Expresso revela “carta aberta aos militantes socialistas” onde o candidato explica a sua relação com o PS

É uma tentativa de pôr um ponto final nas dúvidas. Henrique Neto, militante do PS no ativo, até nem vê “grande interesse nesta questão”, mas o certo é que desde que lançou a sua candidatura presidencial “os órgãos de comunicação social não se cansam” de o confrontar com as suas relações com os socialistas. Numa “carta aberta” que o Expresso divulga, Henrique Neto quer deixar tudo esclarecido. E, sobretudo, tornar claro que não foram as suas críticas a prejudicar o partido. Nem tão pouco foram responsáveis por colocar o PS “na difícil situação em que hoje se encontra”. 

Quase três meses depois de ter lançado a sua candidatura à Presidência da República — numa ação-surpresa no Padrão dos Descobrimentos, da qual não foi dado conhecimento ao Largo do Rato —, Henrique Neto está determinado. Anda no terreno com uma agenda preenchida. Como qualquer bom político, visitou, esta semana, a Feira Nacional da Agricultura, onde foi tratado com o protocolo habitual das campanhas. E até já formou uma equipa, que inclui um diretor de campanha, assessor de imprensa e até fotógrafo e responsável pelas redes sociais. Francisco Mendes, ex-candidato independente nas últimas autárquicas por Santarém e também ex-apoiante da candidatura presidencial de Fernando Nobre, está agora a dirigir a estratégia política da campanha de Henrique Neto. António José Laranjeiro,  dono da empresa de comunicação Midlandcom e ex-assessor de imprensa da ERC, é, desde esta semana o responsável pelas relações com os media.

A equipa responsável pela campanha está “satisfeita” com as primeiras reações de rua ao candidato. Henrique Neto parte com a vantagem de já ter um percurso político conhecido, com a sua passagem pelo Parlamento entre 1995 e 99, e pela presença regular nos congressos socialistas. Mas foi a sua voz crítica de alguns deslizes do PS que lhe deram passaporte direto para as televisões. “É, definitivamente, uma pessoa conhecida por ser uma voz livre”, diz um dos membros da campanha ao Expresso. Na memória das pessoas ficaram, sobretudo, registadas, as suas farpas ao Governo de José Sócrates, a quem chegou a chamar “aldrabão” e “vendedor de automóveis”, numa altura em que poucos se lembravam de enfrentar o líder socialista.

Esclarecer o passado

A vantagem que Henrique Neto leva à partida para a corrida presidencial é, porém, um pau de dois bicos. O candidato quer libertar-se da sua relação com o PS que, aliás, nem mostrou qualquer interesse em apoiar a sua candidatura quando o empresário de Leiria a formalizou. Mas, também, Neto não quer hostilizar as fileiras socialistas onde, aliás, vai tentar ‘pescar’ votos, nomeadamente entre os que não se reveem na, cada vez mais evidente, candidatura oficial do partido: António Sampaio da Nóvoa. O ex-reitor da Universidade de Lisboa é um estreante absoluto nas lides eleitorais. Não tem passado político conhecido e, por isso mesmo, é visto como uma aposta demasiado arriscada em alguns sectores do Partido Socialista.

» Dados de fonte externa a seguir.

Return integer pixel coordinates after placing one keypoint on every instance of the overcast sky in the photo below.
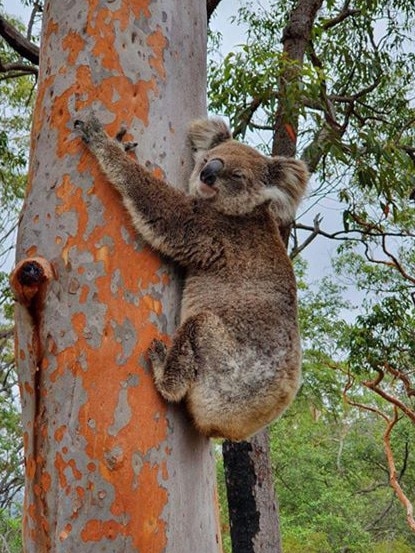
(319, 252)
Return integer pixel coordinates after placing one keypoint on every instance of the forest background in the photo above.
(343, 455)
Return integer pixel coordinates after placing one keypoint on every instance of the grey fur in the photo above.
(235, 359)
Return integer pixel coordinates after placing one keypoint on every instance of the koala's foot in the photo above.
(168, 376)
(128, 146)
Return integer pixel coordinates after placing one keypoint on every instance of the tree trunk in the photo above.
(109, 467)
(253, 510)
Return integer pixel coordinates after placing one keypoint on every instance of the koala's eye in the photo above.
(238, 175)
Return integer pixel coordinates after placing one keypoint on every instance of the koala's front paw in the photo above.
(127, 146)
(157, 352)
(90, 130)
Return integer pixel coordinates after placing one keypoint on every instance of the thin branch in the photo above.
(18, 42)
(393, 479)
(396, 263)
(299, 248)
(397, 403)
(211, 6)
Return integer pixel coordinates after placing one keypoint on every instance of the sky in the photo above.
(319, 253)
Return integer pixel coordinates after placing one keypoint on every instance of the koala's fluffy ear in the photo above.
(287, 182)
(205, 134)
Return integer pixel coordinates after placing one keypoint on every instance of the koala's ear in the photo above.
(205, 134)
(287, 182)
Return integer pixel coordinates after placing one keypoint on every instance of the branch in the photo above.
(17, 70)
(316, 230)
(18, 42)
(296, 38)
(393, 478)
(397, 403)
(344, 14)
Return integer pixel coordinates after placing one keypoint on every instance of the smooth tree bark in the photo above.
(109, 466)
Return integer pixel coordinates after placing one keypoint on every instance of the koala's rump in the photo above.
(250, 358)
(239, 398)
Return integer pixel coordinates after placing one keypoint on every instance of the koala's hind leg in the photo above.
(175, 369)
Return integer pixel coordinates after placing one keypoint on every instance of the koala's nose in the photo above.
(210, 171)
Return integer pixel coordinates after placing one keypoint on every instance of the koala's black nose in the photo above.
(210, 171)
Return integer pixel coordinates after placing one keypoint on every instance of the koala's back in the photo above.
(250, 347)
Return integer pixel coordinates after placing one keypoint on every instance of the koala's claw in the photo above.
(128, 146)
(89, 128)
(157, 351)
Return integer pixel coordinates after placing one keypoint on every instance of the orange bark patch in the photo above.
(122, 418)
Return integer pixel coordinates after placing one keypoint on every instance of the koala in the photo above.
(235, 358)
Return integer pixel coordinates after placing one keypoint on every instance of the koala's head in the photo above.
(236, 178)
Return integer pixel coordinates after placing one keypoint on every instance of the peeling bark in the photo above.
(109, 467)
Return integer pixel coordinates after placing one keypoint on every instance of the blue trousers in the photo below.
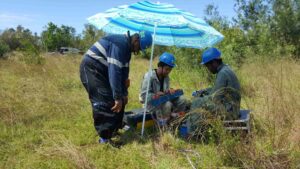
(94, 77)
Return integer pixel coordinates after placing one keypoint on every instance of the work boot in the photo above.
(103, 140)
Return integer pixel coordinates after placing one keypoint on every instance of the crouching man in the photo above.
(160, 85)
(223, 99)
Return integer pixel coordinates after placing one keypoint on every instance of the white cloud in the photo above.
(15, 18)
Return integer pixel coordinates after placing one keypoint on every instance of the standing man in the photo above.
(104, 73)
(224, 97)
(160, 85)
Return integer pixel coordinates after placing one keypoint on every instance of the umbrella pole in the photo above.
(148, 84)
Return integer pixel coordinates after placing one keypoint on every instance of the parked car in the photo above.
(68, 50)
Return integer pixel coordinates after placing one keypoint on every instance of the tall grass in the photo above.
(46, 119)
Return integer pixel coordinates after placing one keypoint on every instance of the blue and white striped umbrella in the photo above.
(169, 25)
(173, 26)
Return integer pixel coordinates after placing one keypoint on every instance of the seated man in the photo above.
(160, 85)
(223, 99)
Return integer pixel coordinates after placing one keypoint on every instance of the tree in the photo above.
(90, 35)
(55, 37)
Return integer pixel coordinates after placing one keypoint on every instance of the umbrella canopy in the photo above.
(174, 26)
(169, 25)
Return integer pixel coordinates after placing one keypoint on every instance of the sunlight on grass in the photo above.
(46, 119)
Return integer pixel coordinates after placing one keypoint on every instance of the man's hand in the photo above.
(171, 91)
(118, 106)
(127, 83)
(125, 99)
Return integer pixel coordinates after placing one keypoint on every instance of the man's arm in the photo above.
(143, 92)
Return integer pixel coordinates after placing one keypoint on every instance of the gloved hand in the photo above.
(200, 93)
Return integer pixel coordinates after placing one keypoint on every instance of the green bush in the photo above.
(31, 53)
(4, 48)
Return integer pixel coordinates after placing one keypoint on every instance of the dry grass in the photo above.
(46, 122)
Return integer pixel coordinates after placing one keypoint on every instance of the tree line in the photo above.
(264, 28)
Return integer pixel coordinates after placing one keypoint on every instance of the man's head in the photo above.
(166, 64)
(211, 58)
(141, 41)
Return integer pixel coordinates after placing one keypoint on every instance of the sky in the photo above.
(36, 14)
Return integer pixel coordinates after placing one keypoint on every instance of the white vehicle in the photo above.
(68, 50)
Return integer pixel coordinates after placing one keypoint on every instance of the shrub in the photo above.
(31, 53)
(4, 48)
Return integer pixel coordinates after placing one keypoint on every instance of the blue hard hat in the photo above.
(145, 39)
(210, 54)
(168, 59)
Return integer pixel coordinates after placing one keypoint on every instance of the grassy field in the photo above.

A ideia da “Carta aberta aos militantes socialistas” é pôr uma pedra sobre o tema e permitir centrar a candidatura nas qualidades presidenciais de Neto. 

Socialista pela mão de Jorge Sampaio, Henrique Neto assume ter sido “um entusiasta das políticas decididas durante os Estados Gerais para uma Nova Democracia”, lançados por Guterres em 1994. Mas, depois, desiludiu-se. Precisamente quando “o partido deixou de cumprir as suas promessas eleitorais, se afastou de uma governação consequente com o interesse nacional e passou a navegar à vista, sem coerência estratégica”.

Não ser bode expiatório

E, claro, foi “muito crítico dos governos Sócrates” pelo “autoritarismo, endividamento do Estado além de toda a prudência, PPP ruinosas”, entre outros pecados capitais atribuídos ao último primeiro-ministro socialista. “Sei que muitos membros do PS não gostaram das minhas (...) ou que eu tenha alertado para os seus interesses em negócios pouco claros”, diz o candidato, reclamando a primazia dos “valores e da honradez do PS” e defendendo que “não há para mim interesse partidário que possa sobrepor-se à defesa coerente e exigente de uma vida melhor e mais digna para todos os portugueses”.

Chegados a este ponto da missiva, os objetivos políticos do candidato presidencial tornam-se ainda mais claros. Henrique Neto não quer servir de bode expiatório dos problemas do PS e quer deixar esclarecido perante os militantes que não servirá de ombro para amparar a água que os socialistas queiram sacudir dos seus capotes. 

“Não foram as minhas críticas que prejudicaram o PS, ou que o colocaram na difícil situação em que hoje se encontra. Eu apenas fiz o que me foi possível para o evitar”, conclui, garantindo ter “a consciência tranquila”.

A carta na íntegra

"Desde que apresentei a minha candidatura à Presidência da República que os órgãos de comunicação social não se cansam de me interrogar sobre as minhas relações com o Partido Socialista. Pessoalmente não vejo grande interesse nesta questão, no meio de tantos problemas que o nosso País enfrenta, mas também não quero deixar de esclarecer a minha posição.

Depois de aderir ao PS fui um entusiasta das políticas decididas durante os Estados Gerais para uma Nova Democracia e depois apoiei o Governo do PS tanto quanto as oportunidades me permitiram, até ao momento em que o partido deixou de cumprir as suas promessas eleitorais, se afastou de uma governação consequente com o interesse nacional e passou a navegar à vista sem coerência estratégica, comprometendo com isso o futuro do País.

Por exemplo, uma das principais críticas feitas aos governos de Cavaco Silva era a da política do betão; ora os nossos governos continuaram essa política de mais auto-estradas, estádios inúteis, Expo, Polis, etc. A especulação imobiliária, com a construção excessiva na periferia das grandes cidades e o abandono dos centros urbanos, levou a que interesses corruptos de promotores imobiliários invadissem as autarquias, por via de decisões e de indecisões que não podiam ter o meu apoio.

Fui muito crítico dos governos de José Sócrates por razões muito concretas: autoritarismo, endividamento do Estado para além de toda a prudência, parcerias público-privadas ruinosas, privilégios de sectores da economia de bens não transaccionáveis à custa do conjunto da economia, nomeadamente das exportações e das famílias. Estive ainda contra a intervenção do Estado no sistema financeiro e contra a visível promiscuidade entre a política e os negócios, nomeadamente do BES/GES, mas também contra as intervenções feitas no BPN, BPP e PT e contra o uso da Caixa Geral de Depósitos na especulação financeira das empresas do regime.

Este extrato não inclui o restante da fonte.